Hewlett Packard Enterprise (HPE) is letting go of around 2,500 employees over the next year and a half. The company is doing this to cut costs after disappointing financial results, according to a CNBC report. On Thursday, its stock price dropped by 19 per cent because investors were not happy with the company’s future outlook.
HPE makes data center equipment, like servers that store and manage huge amounts of data. The company recently shared its earnings report for the last three months, and while the numbers weren’t terrible, they weren’t great either.
Even though revenue grew 16 per cent from last year, CEO Antonio Neri admitted that things could have gone better. The company had too many AI servers in stock because it was switching to newer models using Nvidia’s latest chips. Meanwhile, traditional servers had to be sold at discounted prices, which hurt profits.
HPE is cutting jobs to save money. The company hopes to reduce expenses by $350 million by 2027. These layoffs will affect about 5% of its employees. As of October 2024, HPE had 61,000 workers.

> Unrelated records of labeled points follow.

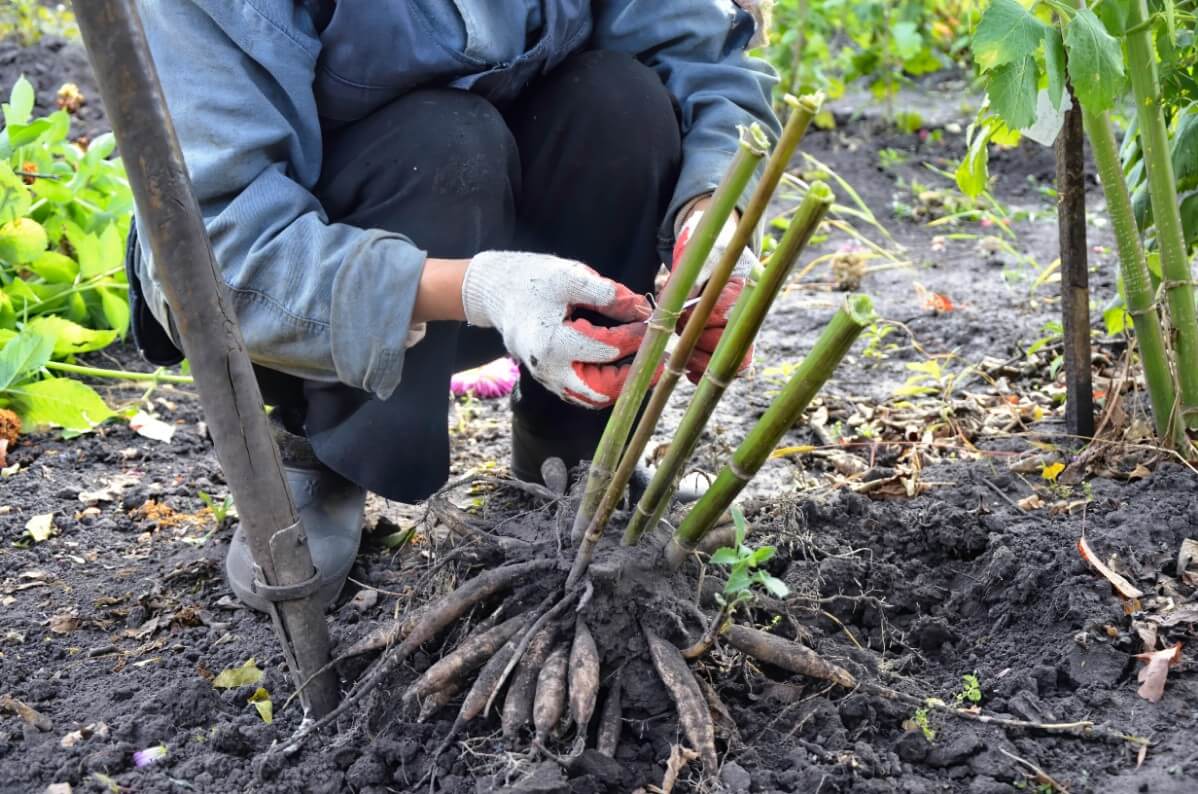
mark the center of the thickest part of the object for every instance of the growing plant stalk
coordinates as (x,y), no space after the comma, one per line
(1137,280)
(1178,283)
(786,408)
(748,316)
(660,326)
(803,111)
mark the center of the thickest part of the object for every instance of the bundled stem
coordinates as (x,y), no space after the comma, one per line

HPE is also struggling with a dozen other problems, such as falling prices for its older products, making it harder to earn profits, a legal battle with the U.S. government, which is trying to block its $14 billion purchase of another company, Juniper Networks, higher costs due to U.S. tariffs (import taxes), which could make its products more expensive. Looking ahead, HPE expects to make less profit than analysts were hoping for in 2025, which is another reason its stock price fell.